25/03/2014

...

“Aristóteles fala de poesia sublime e vulgar, e esta oposição, explicitada sobretudo na oposição tragédia/comédia, reflecte desde início a organização social nas suas duas classes: a classe dos senhores, voltada para cima, onde normalmente é a residência dos deuses, e a classe dos servos voltada para baixo, onde normalmente é o trabalho e a produção. Enquanto a tragédia representa a reverência perante a ordem que vem de cima a comédia ocupa-se da ‘baixa humanidade’. O facto de as tragédias terem sido proibidas muito mais raramente que as comédias está ligado à própria propensão destas para transgredir os limites do papel ético-social das classes oprimidas. Não é só o desfecho que distingue radicalmente este dois géneros e está a priori fixado, mas também a construção e a intenção. Em termos claros e evidentes, poderiam reduzir-se os dois géneros às seguintes combinações: se há senhores logrados por deuses  ou por outros senhores é trágico; se há servos logrados por servos ou por senhores é cómico; as restantes combinações estão fora do âmbito do sistema poetológico.

[…]

Pelo século XVIII, este estado de coisas começou a desagregar-se, dentro do processo geral de desagregação de toda a estrutura da sociedade antiga, que se baseava numa ‘razão’ transcendente e não racional e, menos ainda, existencial. Esta libertação da arte literária da transcendência absoluta dos estilos e dos géneros faz portanto parte da libertação da consciência operada ao longo do processo da revolução burguesa.

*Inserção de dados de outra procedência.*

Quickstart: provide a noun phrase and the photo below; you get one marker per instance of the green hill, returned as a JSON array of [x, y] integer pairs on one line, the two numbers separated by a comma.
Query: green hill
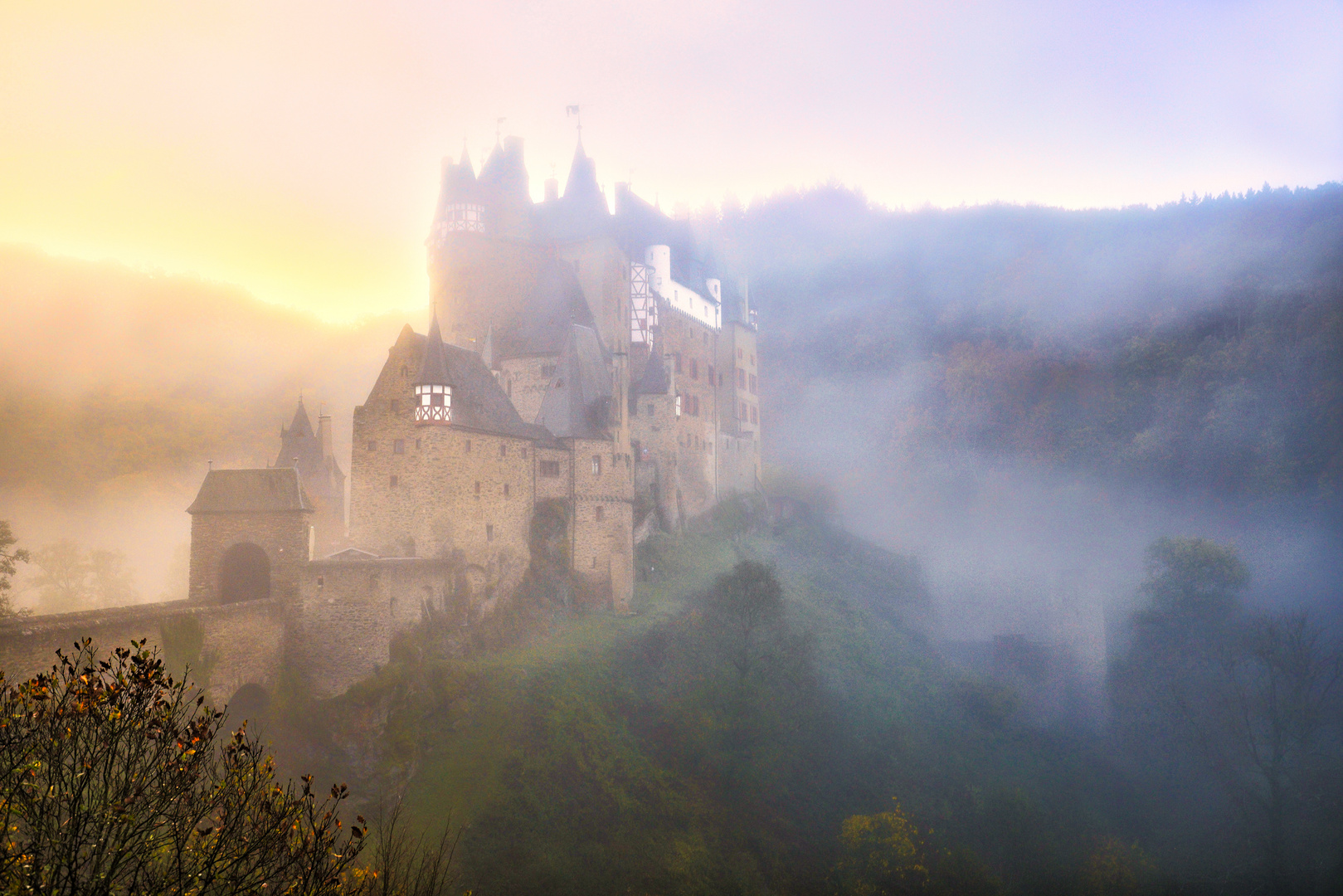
[[627, 754]]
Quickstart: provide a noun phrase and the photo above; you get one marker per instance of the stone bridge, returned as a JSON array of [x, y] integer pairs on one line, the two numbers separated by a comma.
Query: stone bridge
[[227, 646]]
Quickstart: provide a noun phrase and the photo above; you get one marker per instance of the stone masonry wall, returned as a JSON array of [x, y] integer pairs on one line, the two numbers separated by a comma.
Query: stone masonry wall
[[457, 494], [349, 611], [282, 536], [603, 548], [525, 381], [238, 642]]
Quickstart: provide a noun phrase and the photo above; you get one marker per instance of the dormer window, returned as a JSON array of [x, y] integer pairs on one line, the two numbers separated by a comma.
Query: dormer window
[[433, 403]]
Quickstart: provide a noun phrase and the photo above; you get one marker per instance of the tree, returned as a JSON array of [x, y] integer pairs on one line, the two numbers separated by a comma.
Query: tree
[[1193, 581], [109, 581], [113, 782], [743, 606], [883, 855], [63, 579], [1271, 733], [1232, 705], [10, 561]]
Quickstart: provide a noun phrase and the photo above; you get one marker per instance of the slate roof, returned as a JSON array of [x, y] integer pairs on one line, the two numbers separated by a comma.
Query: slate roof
[[270, 490], [577, 402], [299, 445], [654, 381], [458, 184], [479, 401], [433, 362], [557, 303], [303, 425]]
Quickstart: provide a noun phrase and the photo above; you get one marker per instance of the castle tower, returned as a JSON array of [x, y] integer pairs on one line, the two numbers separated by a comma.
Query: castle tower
[[433, 390], [310, 453]]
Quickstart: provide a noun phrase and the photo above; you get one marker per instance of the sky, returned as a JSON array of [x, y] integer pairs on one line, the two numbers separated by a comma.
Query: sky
[[293, 148]]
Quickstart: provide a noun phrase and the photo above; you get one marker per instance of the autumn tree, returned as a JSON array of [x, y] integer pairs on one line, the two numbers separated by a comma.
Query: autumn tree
[[10, 561], [113, 779]]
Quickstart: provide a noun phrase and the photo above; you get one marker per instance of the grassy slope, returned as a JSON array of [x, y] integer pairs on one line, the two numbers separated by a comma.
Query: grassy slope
[[607, 755]]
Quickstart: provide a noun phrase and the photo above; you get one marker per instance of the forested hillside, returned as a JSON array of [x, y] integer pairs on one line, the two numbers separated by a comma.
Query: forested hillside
[[1198, 344]]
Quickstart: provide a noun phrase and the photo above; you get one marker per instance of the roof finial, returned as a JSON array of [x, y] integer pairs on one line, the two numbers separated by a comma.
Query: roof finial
[[574, 110]]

Acontece, porém, que esta quebra de estrutura social libertou não só o produtor de arte literária como também o seu consumidor, o público; formou-se por essa época um novo público, naif no que toca ao conhecimento da técnica literária tradicional, interessado no consumo e assimilação de um novo tipo de arte, menos complexa e cifrada, mais espontânea e posta naturalmente ao serviço dos seus específicos interesses de classe, reais ou ideais.”


Alberto Pimenta in “O Silêncio dos Poetas”, pp. 21-23, Edições A Regra do Jogo, Lisboa, 1978.